I feel that the combined efforts of theology in the United States and Europe should also be directed toward helping the Latin American theology of liberation, which often becomes self-seeking and confused. What I mean is helping to clarify it with a sympathetic understanding of its genuine claims. Teilhard de Chardin saw the future of theology as supranational and global, but he did not recognize the concerns of liberation theology. We must include them in our theological thinking, but in doing so we must show greater discernment than our South American brothers do. Usually, their analysis of the social situation is based impulsively on Marxist categories of the “exploiting” and “exploited countries”… The tragic situation is more complex and we must show them that.
There would be much more to say, but this must suffice. In conclusion I might point out again that the three theological directions outlined here do not contradict each other in their positive aspects. They complement each other in that each contributes something which the others do not stress sufficiently or are in danger of forgetting. None of the three sets itself up as absolute, but all recognize the whole of “Catholica.”
It is true that Karl Rahner is inclined to filter all questions through the prism of his own method, but on the other hand, his pastoral concern enables him to see all problems—theological and secular—in their realistic complexity, and to accept other attempts at a solution than his own.

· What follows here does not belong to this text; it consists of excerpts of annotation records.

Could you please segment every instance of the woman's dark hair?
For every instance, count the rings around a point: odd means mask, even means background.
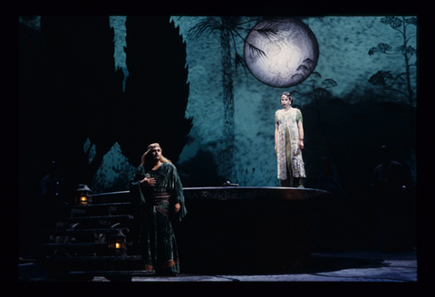
[[[290,95],[290,93],[288,91],[285,91],[281,94],[281,96],[287,96],[288,99],[290,99],[290,104],[293,104],[293,102],[295,101],[295,98],[292,97],[292,95]]]

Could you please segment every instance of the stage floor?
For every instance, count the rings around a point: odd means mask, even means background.
[[[417,253],[380,251],[313,252],[313,265],[301,272],[264,272],[256,274],[179,274],[176,277],[133,277],[131,282],[386,282],[418,281]],[[182,270],[182,266],[181,266]],[[46,273],[32,262],[20,261],[22,282],[50,282]],[[92,282],[110,282],[95,276]]]

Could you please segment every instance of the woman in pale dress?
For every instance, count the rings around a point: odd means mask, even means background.
[[[275,113],[275,151],[280,187],[304,187],[304,128],[301,110],[291,106],[294,101],[288,91],[281,95],[283,109]]]

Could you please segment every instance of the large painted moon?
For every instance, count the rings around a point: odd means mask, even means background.
[[[264,20],[245,41],[245,60],[251,73],[273,87],[292,87],[314,70],[319,45],[311,29],[293,18]],[[302,66],[301,66],[302,65]]]

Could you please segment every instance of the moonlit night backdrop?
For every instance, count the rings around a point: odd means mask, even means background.
[[[175,163],[184,187],[220,187],[227,180],[279,187],[274,117],[285,91],[304,117],[305,187],[315,187],[322,158],[330,157],[360,209],[355,217],[365,217],[369,210],[360,206],[381,145],[391,148],[415,186],[417,92],[410,101],[402,79],[416,88],[418,54],[411,55],[409,74],[394,84],[400,91],[382,83],[406,72],[402,52],[396,51],[403,45],[401,28],[384,24],[384,16],[298,17],[315,36],[318,61],[299,84],[274,87],[235,62],[236,53],[244,58],[245,39],[259,21],[244,19],[230,44],[234,141],[228,158],[219,33],[188,38],[188,30],[206,20],[19,18],[23,214],[37,197],[48,161],[59,163],[65,200],[79,183],[93,193],[121,191],[152,142]],[[416,24],[408,24],[406,35],[407,45],[418,50]]]

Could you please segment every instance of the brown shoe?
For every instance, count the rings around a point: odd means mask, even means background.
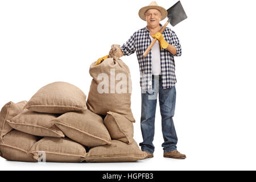
[[[186,156],[185,155],[180,154],[177,150],[175,150],[168,153],[164,153],[164,158],[169,158],[176,159],[185,159],[186,158]]]
[[[143,152],[145,154],[145,158],[144,158],[143,159],[154,158],[153,154],[148,153],[148,152],[146,152],[146,151],[143,151]]]

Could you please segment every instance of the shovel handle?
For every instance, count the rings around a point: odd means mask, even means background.
[[[164,24],[163,27],[162,27],[161,30],[160,30],[160,33],[161,33],[161,34],[163,33],[163,32],[164,31],[164,30],[166,29],[166,27],[167,26],[168,23],[169,23],[168,21],[167,21],[166,23],[166,24]],[[147,50],[146,50],[145,52],[144,52],[144,53],[143,54],[142,56],[143,56],[144,57],[147,56],[147,54],[150,51],[150,50],[151,49],[151,48],[153,47],[154,44],[155,44],[155,43],[156,42],[156,40],[158,40],[157,39],[154,39],[154,40],[151,42],[151,44],[150,44],[150,46],[148,46],[148,47],[147,48]]]

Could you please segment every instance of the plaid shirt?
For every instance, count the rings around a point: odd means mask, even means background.
[[[160,24],[162,27],[162,24]],[[134,32],[128,41],[120,48],[126,56],[130,55],[136,51],[141,73],[140,84],[143,90],[152,90],[152,57],[150,51],[146,57],[142,55],[151,43],[150,31],[147,27]],[[174,56],[180,56],[181,47],[179,39],[174,31],[166,27],[163,32],[166,42],[175,46],[177,53],[172,55],[167,49],[160,50],[162,83],[163,89],[171,88],[177,82],[175,76],[175,64]]]

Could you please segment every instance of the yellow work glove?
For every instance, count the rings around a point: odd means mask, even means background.
[[[97,66],[98,64],[100,64],[104,60],[105,60],[106,59],[109,57],[109,55],[106,55],[106,56],[99,58],[98,60],[96,61],[96,63],[95,64],[95,66]]]
[[[153,35],[152,37],[154,39],[157,39],[158,42],[159,42],[160,47],[161,48],[161,50],[162,48],[166,49],[169,44],[163,37],[163,35],[162,35],[160,32],[157,32],[155,35]]]

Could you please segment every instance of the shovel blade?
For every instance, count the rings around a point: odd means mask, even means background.
[[[167,10],[168,21],[174,27],[188,18],[180,1]]]

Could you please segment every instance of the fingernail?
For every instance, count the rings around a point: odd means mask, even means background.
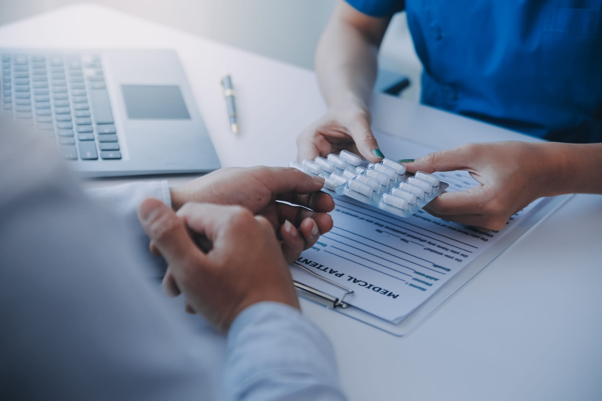
[[[320,234],[320,230],[318,230],[318,225],[314,221],[314,227],[311,228],[311,234],[313,236],[316,236]]]
[[[376,148],[376,149],[373,149],[372,154],[376,156],[379,159],[385,158],[385,155],[382,154],[382,152],[380,152],[380,150],[378,148]]]
[[[138,216],[141,221],[147,221],[160,206],[159,201],[156,199],[146,199],[142,201],[138,210]]]
[[[320,177],[320,176],[312,176],[311,179],[321,185],[324,185],[324,177]]]
[[[284,231],[287,231],[287,233],[291,237],[297,236],[296,230],[293,230],[293,224],[288,220],[285,220],[284,221]]]

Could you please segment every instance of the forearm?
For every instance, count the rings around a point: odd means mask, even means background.
[[[383,26],[371,34],[349,20],[346,4],[339,4],[318,44],[315,70],[329,106],[358,102],[367,108],[376,78],[379,46],[388,20],[373,19]]]
[[[257,304],[236,318],[228,337],[224,387],[232,399],[346,399],[332,345],[299,311]]]
[[[542,196],[602,194],[602,144],[536,144],[545,161]]]

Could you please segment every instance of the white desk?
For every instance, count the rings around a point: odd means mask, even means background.
[[[285,165],[295,158],[297,133],[324,111],[311,71],[107,8],[70,7],[0,28],[0,46],[57,46],[177,49],[224,166]],[[220,90],[226,73],[238,136]],[[381,115],[390,102],[399,113]],[[374,108],[377,126],[442,148],[521,138],[383,96]],[[601,223],[602,197],[576,196],[406,338],[303,308],[332,339],[352,400],[600,399]]]

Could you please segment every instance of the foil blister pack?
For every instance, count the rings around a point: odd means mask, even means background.
[[[288,165],[324,178],[325,192],[347,196],[400,217],[409,217],[449,186],[435,174],[408,173],[392,159],[368,163],[346,150]]]

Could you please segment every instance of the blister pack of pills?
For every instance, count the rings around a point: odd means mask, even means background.
[[[406,173],[405,166],[392,159],[373,164],[346,150],[288,166],[324,178],[325,192],[346,195],[400,217],[411,216],[449,186],[434,174]]]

The second direction also leaves room enough, as it avoids a rigid system in favor of an open dramatic situation in which every point of view may present itself. The transcendental school of thought should be criticized only if the historical facts of revelation are not given sufficient expression, and liberation theology will be criticized when it comes close to giving absolute priority to the political dimension.
The exponents of this third direction must learn—with all due regard to their justified claims—that the Kingdom of God cannot be coerced into existence by any amount of social or political effort. It remains the gift of God and of the returning Lord to a world that cannot perfect itself by its own efforts.
This, honored friends, is what I could tell you about European theology in the short time available to me. Most probably it did not convey anything particularly new to you. But I believe that in all these approaches Catholic theology has taken some concrete steps forward and is not merely repeating what has been said time and time again. And as I see it, these steps do not lead away from their Catholic focus but nearer to it, because their exponents do not theorize barrenly, as the Neoscholastics have often done, but proclaim the responsibility of all members of the Church for the salvation of the world.